Nuclear energy in Central Asia, the key to sustainable development

On 5 September NNWI held a webinar on the subject of nuclear energy in Kazakhstan, Uzbekistan and Mongolia. This was the first event to reflect NNWI’s new focus on Central Asia.

Four leading nuclear energy experts from Kazakhstan, Uzbekistan and Mongolia made presentations to an online audience which included senior people from the academic world and from industry.

Introducing the webinar Tim Yeo, NNWI Chair, explained why increasing Central Asia’s nuclear energy capacity will help to meet the rising demand for electricity in the region, improve energy security and reduce greenhouse gas emissions.

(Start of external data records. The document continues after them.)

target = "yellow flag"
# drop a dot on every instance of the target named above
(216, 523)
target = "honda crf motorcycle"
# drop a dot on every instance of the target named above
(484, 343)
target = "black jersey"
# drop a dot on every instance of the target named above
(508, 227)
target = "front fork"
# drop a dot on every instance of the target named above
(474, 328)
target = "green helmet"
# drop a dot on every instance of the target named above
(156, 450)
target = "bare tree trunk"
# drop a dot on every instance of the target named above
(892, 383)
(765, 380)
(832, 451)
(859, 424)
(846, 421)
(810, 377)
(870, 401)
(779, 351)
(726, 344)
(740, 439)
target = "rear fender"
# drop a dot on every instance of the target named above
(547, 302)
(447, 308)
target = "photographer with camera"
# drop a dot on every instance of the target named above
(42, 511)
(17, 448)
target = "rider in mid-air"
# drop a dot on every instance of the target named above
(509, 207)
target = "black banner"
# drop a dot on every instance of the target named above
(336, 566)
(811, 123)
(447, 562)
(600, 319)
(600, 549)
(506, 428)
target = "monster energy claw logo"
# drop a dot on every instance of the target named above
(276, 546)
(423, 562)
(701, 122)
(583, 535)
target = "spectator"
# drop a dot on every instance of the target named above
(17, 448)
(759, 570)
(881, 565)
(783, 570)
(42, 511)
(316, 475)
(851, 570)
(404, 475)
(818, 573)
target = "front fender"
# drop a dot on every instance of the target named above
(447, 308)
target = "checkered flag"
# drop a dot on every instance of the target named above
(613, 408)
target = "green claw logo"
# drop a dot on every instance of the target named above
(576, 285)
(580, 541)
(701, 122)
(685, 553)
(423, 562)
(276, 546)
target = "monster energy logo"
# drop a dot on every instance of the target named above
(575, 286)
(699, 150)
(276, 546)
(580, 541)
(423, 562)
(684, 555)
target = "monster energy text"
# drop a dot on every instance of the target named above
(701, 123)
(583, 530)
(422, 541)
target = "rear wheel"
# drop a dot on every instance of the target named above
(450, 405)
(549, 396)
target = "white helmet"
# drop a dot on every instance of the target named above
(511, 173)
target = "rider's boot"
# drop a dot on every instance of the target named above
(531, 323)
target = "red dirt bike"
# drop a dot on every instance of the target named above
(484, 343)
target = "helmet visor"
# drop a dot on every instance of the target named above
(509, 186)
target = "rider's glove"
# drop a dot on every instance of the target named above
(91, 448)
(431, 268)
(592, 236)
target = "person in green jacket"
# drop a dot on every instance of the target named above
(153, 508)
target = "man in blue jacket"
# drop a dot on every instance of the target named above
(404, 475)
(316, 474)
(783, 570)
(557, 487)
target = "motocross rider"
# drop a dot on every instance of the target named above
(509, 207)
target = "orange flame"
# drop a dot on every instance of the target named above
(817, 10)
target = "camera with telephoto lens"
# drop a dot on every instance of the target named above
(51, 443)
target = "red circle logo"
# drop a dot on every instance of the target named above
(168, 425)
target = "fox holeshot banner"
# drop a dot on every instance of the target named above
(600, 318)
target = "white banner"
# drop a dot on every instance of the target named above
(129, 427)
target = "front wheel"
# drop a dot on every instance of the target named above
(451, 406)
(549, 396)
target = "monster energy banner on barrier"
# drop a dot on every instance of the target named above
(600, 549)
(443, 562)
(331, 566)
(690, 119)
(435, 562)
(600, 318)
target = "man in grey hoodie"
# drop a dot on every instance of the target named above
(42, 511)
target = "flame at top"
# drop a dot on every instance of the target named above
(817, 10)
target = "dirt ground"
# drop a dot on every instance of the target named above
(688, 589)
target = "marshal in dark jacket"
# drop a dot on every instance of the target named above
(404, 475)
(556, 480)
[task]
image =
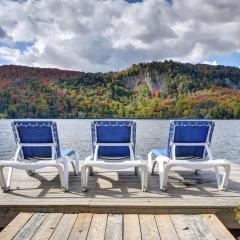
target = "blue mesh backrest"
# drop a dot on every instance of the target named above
(36, 132)
(113, 132)
(190, 131)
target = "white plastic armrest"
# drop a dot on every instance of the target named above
(88, 158)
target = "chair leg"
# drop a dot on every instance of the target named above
(66, 176)
(136, 170)
(163, 175)
(61, 175)
(3, 182)
(75, 163)
(9, 177)
(30, 172)
(150, 162)
(90, 169)
(225, 177)
(217, 177)
(197, 171)
(143, 170)
(84, 177)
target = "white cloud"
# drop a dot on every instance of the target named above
(111, 35)
(214, 62)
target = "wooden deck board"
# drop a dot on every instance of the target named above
(122, 189)
(119, 226)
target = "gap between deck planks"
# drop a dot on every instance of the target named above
(45, 226)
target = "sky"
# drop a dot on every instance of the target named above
(110, 35)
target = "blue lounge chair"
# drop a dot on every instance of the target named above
(113, 146)
(38, 147)
(189, 147)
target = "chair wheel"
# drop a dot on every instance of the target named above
(163, 189)
(197, 171)
(4, 190)
(30, 173)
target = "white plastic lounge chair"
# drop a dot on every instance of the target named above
(113, 144)
(188, 147)
(38, 147)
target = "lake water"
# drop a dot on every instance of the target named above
(150, 133)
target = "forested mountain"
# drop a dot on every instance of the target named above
(146, 90)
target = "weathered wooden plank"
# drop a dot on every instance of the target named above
(31, 227)
(182, 227)
(114, 227)
(148, 227)
(166, 228)
(81, 227)
(216, 227)
(98, 226)
(46, 229)
(131, 227)
(15, 226)
(64, 227)
(200, 229)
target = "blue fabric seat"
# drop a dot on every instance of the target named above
(188, 146)
(37, 141)
(115, 132)
(66, 152)
(113, 146)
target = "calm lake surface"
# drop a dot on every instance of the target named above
(150, 133)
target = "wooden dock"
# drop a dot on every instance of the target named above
(120, 192)
(44, 226)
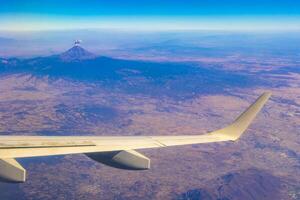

Mr Baurzhan Ibrayev, former Executive Board member of Kazatomprom and Chair of its Supervisory Board, described the challenges facing the energy industry in the region and the huge potential for expansion. Looking ahead he outlined how new nuclear power plants will enable the target of net zero emissions to be reached by 2060.

Mr Asset Makhambetov, Kazakhstan Nuclear Power Plants Chief Project Manager, referred to the country’s experience of successfully operating a nuclear plant in the last century and its world leading role as a uranium producer. He explained Kazakhstan’s plans for the construction of two new nuclear reactors.

Professor Alisher Sanetullayev from New Uzbekistan University emphasised the advantages of generation 3+ nuclear plants and addressed the issues surrounding site selection. He described Uzbekistan’s cooperation with the International Atomic Energy Agency and its work to ensure that universities provide appropriately qualified staff for the nuclear industry.

Ms Tserendorj Otgontsetseg from the Mongolia Nuclear Energy Commission referred to the important benefits of nuclear technology which extend beyond the power sector. She outlined Mongolia’s preparations for the development of nuclear energy capacity including work to increase public acceptance.

The presentations were followed by a discussion in which the speakers answered a wide range of questions which had been posted online by the audience.